Law 49 · Trust & Coordination
Don't Let the Author Be the Judge
The thing that made it shouldn't grade it.

The principle
Without an external signal, a model largely fails to self-correct its own reasoning — and often makes correct answers worse by second-guessing them. The model that produced a flawed plan is the same one judging it, with the same blind spots. Real correction needs an outside signal: a tool result, a test that runs, a different model. 'Reflect and try again' on the same model with no new information is theater.
Why it happens
Self-correction fails because the model judging an answer is the same model that produced it, carrying the identical blind spots, so it has no new information to correct against. Huang and colleagues found that without an external signal, models largely cannot self-correct their reasoning and often degrade correct answers by second-guessing them.
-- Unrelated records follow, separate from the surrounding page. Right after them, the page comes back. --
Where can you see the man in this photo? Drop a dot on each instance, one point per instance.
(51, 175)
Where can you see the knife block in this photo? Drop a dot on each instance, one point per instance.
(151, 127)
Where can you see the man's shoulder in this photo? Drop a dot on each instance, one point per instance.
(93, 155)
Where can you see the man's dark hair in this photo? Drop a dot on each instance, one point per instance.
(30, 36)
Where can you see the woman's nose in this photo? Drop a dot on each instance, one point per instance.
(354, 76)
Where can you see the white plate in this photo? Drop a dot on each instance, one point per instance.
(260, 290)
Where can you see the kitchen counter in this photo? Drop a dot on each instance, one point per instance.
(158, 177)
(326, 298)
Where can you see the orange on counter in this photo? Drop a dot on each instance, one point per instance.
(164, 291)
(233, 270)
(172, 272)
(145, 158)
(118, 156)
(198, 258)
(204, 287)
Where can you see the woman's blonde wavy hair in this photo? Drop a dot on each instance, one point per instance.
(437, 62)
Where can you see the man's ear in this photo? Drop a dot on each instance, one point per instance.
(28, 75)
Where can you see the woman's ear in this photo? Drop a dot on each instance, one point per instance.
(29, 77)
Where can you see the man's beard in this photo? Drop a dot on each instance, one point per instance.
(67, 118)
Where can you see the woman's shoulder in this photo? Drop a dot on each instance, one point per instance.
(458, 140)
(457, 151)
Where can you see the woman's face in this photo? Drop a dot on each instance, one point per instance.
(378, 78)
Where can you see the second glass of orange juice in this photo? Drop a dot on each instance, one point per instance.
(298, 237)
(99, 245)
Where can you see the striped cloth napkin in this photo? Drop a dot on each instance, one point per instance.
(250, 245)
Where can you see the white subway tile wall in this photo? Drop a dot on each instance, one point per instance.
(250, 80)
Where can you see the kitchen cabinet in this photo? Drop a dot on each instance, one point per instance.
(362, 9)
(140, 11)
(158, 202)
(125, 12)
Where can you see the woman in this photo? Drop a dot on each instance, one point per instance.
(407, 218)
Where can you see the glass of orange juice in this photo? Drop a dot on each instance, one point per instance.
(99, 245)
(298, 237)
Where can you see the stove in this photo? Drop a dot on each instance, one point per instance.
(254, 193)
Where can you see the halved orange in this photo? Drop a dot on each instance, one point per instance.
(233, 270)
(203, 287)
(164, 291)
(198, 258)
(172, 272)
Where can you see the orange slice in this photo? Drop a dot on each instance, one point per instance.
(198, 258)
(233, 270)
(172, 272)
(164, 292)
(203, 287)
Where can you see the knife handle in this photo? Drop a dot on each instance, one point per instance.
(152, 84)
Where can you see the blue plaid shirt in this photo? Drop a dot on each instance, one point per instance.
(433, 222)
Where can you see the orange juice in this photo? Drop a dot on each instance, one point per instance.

Stechly, Valmeekam, and Kambhampati pushed further on reasoning and planning tasks, showing that the model's own self-verification is unreliable and that gains attributed to reflection largely vanish or come from an external verifier, not introspection. The shared lesson is that reflect and try again on a fixed model with no fresh input is theater: the second pass samples from the same flawed distribution. Genuine correction requires an outside signal, such as a tool result, a test that actually runs, or a separate model with no memory of the original attempt.
Watch for
- Your correction step is just review your work and fix any bugs with no new input introduced.
- The agent confidently rewrites a correct answer into a wrong one after being asked to reflect.
- A corrected output is trusted without any external check ever having run.
In practice
Your agent writes a SQL query, you prompt it to review your work and fix any bugs, and it cheerfully second-guesses a correct join into a broken one, because it is grading its own reasoning with the exact same blind spots that produced it. Reflection on the same model with no new information is theater: the author cannot see what it could not see the first time. Real correction needs an outside signal. Run the query against a test database, lint it, or hand it to a fresh instance with no memory of the original attempt, and only trust the fixed version once an external check actually passed.
Apply it
- Separate generation from judgment: never let the producing instance be the sole grader.
- Feed an external signal into the correction loop, such as a test that runs, a tool result, or compiler output.
- When using a model to judge, give it a fresh instance with no memory of the original reasoning.
The takeaway
Separate generation from judgment. Use an independent instance — fresh context, no memory of the original reasoning — or an external check like a passing test, before trusting a 'corrected' answer.